Detect Anomalies using Harness CCM
Introduction
Infrastructure changes, new services, or inefficient resource utilization can lead to unexpected fluctuations in cloud expenses. Harness Cloud Cost Management (CCM) anomaly detection identifies unusually high cost spikes and promptly notifies users, ensuring better cost control and transparency.
Harness CCM leverages advanced detection mechanisms to monitor cost anomalies across your Kubernetes clusters and cloud accounts. This feature acts as a safeguard for managing cloud costs effectively. Additionally, it includes built-in alerting capabilities, sending notifications through notification channels including email and Slack to ensure stakeholders are informed as soon as anomalies are detected.
Get Started
Getting started with CCM anomaly detection is straightforward and requires just a few steps:
-
Set up a Cloud Cost Connector - Connect your cloud provider accounts (AWS, GCP, Azure) to Harness CCM using the appropriate connectors.
-
Allow Data Collection - Once connected, Harness will automatically begin collecting cost data from your cloud environments. The system requires approximately 42 days of historical data for optimal anomaly detection.
-
Automatic Anomaly Detection - After data starts flowing in, the anomaly detection system will automatically begin analyzing your cost patterns and identifying potential anomalies. No additional configuration is required for basic anomaly detection.

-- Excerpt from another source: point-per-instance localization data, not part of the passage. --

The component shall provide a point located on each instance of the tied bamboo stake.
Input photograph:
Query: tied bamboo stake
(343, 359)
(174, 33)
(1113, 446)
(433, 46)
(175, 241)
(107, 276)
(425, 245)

Harness CCM uses the Prophet Model for anomaly detection:
-
Prophet Model (Default) - Analyzes 42 days of historical data to establish baseline patterns and detect anomalies. This model is enabled by default for all customers and uses advanced time series forecasting to identify unusual spending patterns.
-
BQML and Seasonal Prophet Models - These advanced models utilize 16 months of historical data for enhanced pattern recognition and seasonal trend analysis. These models are behind feature flags and are available upon request through Harness Support.
Anomaly Detection Process
CCM's anomaly detection process works through four key steps:
Step 1: Data Collection
- Harness continuously monitors your cloud spending across AWS, Azure, and GCP
- Historical data is analyzed to understand your normal spending patterns
- CCM collects 42 days of historical cost data for each cluster and cloud account to establish a baseline for normal spending patterns
Step 2: Anomaly Detection
- Our models compare current spending against predicted costs using the Prophet model
- The system applies sophisticated time series forecasting to predict expected costs with high precision, considering:
- Historical trends and cyclical behaviors
- Day-to-day and week-to-week fluctuations
- Multiple validation checks ensure accuracy
- Only statistically significant deviations are flagged
- The Prophet model creates a "normal spending corridor" with confidence intervals based on your historical patterns
- When actual costs fall outside this predicted confidence interval, the system flags them as anomalies
Step 3: Severity Classification
Detected anomalies are automatically classified by severity:
| Severity | When It's Triggered |
|---|---|
| 🔴 CRITICAL | Cost impact ≥ $5,000 OR ≥100% increase |
| 🟡 MEDIUM | Cost impact ≥ $1,000 OR ≥50% increase |
| 🟢 LOW | Smaller but notable cost changes |
Step 4: Smart Filtering
- You can customize detection thresholds to match your needs
- Set minimum cost impact levels to focus on what matters
- Filter out noise and focus on actionable anomalies
- Configure anomaly preferences to control which anomalies are surfaced
Step 5: Notification
When anomalies are detected, alerts are sent through configured channels (email and Slack)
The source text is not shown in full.